La escondida senda de Lucania
Sólo en Italia, tan opulenta culturalmente, puede suceder que dos poblaciones como Venosa y Melfi sean casi un secreto por descubrir. Se esconden en la Lucania, como llaman a esa región de los Apeninos, entre la Campania y la Apulia; el nombre le viene del latín (lucus, bosque), y es cierto que sorprende la dulzura de colinas apresadas en una malla de bosques contenidos. Es un paisaje, más que para ver, para sentir.
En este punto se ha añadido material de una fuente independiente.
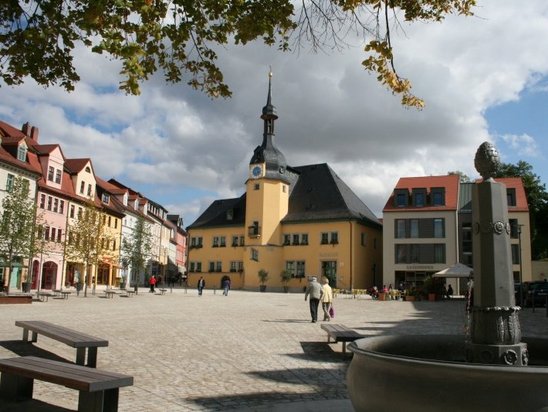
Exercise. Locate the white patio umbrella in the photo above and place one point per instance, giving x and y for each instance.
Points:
(458, 270)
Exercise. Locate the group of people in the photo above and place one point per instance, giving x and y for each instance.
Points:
(319, 293)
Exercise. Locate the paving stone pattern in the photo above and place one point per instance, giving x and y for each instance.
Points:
(246, 351)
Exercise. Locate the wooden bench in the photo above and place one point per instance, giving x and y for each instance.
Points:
(98, 389)
(109, 293)
(72, 338)
(44, 296)
(340, 333)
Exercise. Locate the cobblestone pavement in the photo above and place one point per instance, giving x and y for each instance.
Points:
(246, 351)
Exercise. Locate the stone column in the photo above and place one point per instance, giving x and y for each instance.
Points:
(495, 328)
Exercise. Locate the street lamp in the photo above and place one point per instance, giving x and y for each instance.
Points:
(520, 267)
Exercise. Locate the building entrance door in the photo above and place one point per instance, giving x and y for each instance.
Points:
(329, 270)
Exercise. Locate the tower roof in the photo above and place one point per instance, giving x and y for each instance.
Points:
(267, 152)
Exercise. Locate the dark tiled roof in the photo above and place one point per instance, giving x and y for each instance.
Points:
(318, 195)
(216, 214)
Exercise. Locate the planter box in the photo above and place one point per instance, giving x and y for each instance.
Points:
(15, 299)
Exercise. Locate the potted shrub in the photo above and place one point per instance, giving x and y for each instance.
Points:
(285, 277)
(263, 278)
No en balde su ciudad principal fue consagrada por los romanos, con el nombre de Venusia, a la diosa del placer y la belleza.
Allí, en Venosa, nació Quinto Horacio Flaco (65-8 antes de Cristo), el autor del épodo famoso que comienza 'Beatus ille...', 'Qué descansada vida / la del que huye el mundanal ruido/ y sigue la escondida/ senda...', en traducción de nuestro Fray Luis: toda una clave para buscar ahora sus propias huellas, en su ciudad escondida. Una estatua broncínea del autor de las Odas y del Arte poética preside la plaza mayor, y acoge bajo su pedestal a cuantos quieran tomarse la foto. La aurea mediocritas horaciana y el espíritu del carpe diem parecen espolvoreados por las calles mudas y escuetas, casi pobres, aderezadas apenas con geranios y flores humildes.
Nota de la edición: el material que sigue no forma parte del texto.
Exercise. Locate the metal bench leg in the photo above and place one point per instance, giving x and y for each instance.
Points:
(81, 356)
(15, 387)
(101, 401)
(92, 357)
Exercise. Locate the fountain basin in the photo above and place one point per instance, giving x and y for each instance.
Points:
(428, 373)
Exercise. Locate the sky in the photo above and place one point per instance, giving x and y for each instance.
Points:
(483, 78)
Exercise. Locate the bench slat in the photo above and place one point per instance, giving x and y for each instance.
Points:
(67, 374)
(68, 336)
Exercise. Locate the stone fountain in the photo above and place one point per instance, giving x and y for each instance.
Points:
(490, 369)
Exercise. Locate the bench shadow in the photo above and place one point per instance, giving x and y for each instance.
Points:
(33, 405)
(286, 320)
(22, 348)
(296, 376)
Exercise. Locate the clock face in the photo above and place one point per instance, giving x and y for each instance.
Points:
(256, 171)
Claro que la ciudad romana no era así. El Parque Arqueológico sorprende por su riqueza y solapa tres niveles: el estrato romano comprende unas termas, un anfiteatro y algunas viviendas; una de planta semicircular sería la supuesta casa de Horacio. Sobre esos restos se alzan otros de época paleocristiana (basílica). Y ya de época medieval son los vestigios y catacumbas de una comunidad judía, que prosperó entre los siglos IV y IX, y el imponente conjunto de la Trinidad, que engloba la iglesia vieja del siglo XI, con frescos deliciosos, la casa abacial fortificada, y la iglesia nueva, imponente, que nunca llegó a rematarse.
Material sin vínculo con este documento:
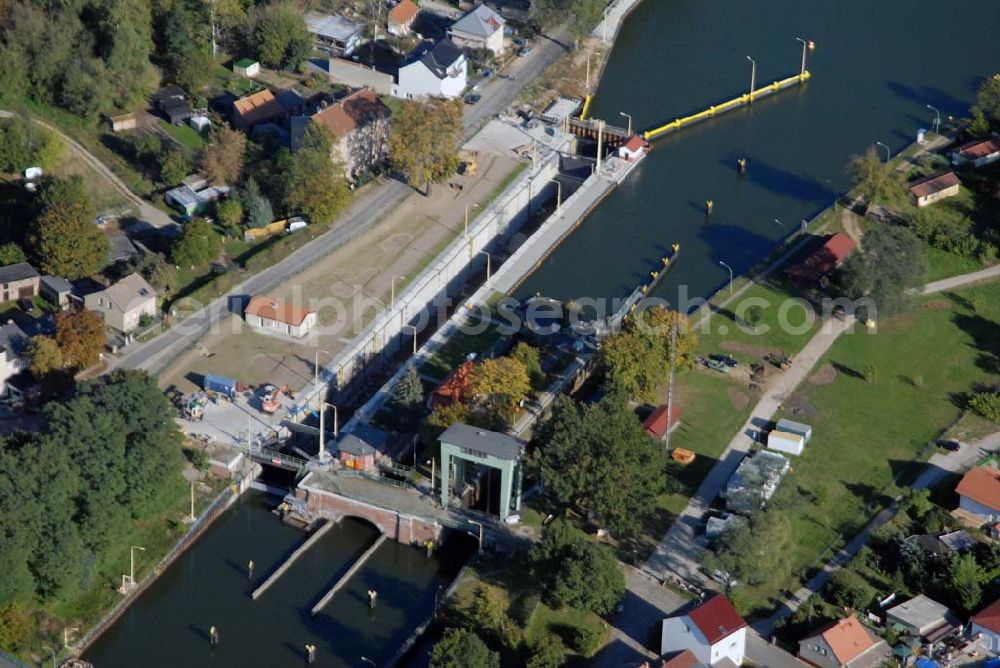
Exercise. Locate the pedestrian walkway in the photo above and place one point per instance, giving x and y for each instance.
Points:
(679, 552)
La antigua catedral de San Felice se alzaba donde ahora está el castillo; convertido en museo, conserva los ecos de Carlo Gesualdo Príncipe de Venosa. Uno de los músicos pre-barrocos cuyos madrigales melancólicos, de hirientes armonías, se entienden mejor en el ambiente un tanto sombrío y pesante de este castillo donde nació este artista retraído. Tenía motivos para serlo: su mujer le había sido infiel, así que mató a la mujer y al amante, en 1590. Aunque pronto casó de nuevo con una rica heredera.
A un paso de Venosa, en Melfi, otro gigante y otra sorpresa. Allí se alza el castillo de Federico II Hoenstaufen, emperador del Sacro Imperio Romano Germánico que dirigió la sexta cruzada y fue proclamado rey de Jerusalén en 1229. Le apodaban stupor mundi, el asombro del mundo: hablaba latín, griego, árabe, francés, además de italiano y alemán, y reunió en la soberbia fortaleza que domina Melfi una corte de poetas e intelectuales. También trajo una jirafa: la primera que se vio en Europa.
El castillo, patrimonio de la humanidad, es ahora museo. Abajo, entre calles de humildad casi hiriente, la catedral altiva y distante recuerda lo mal que se llevaban el emperador y el papa, siempre peleando. Muchos vecinos y aldeanos son rubios, con ojos azules; dicen las malas lenguas que ello se debe al ius primae noctis o derecho de pernada de aquel tiempo medieval. Una costumbre que no escandalizaba mucho en tierra consagrada a Venus, y cuya escondida senda buscan ahora quienes emulan a 'los pocos sabios que en el mundo han sido'.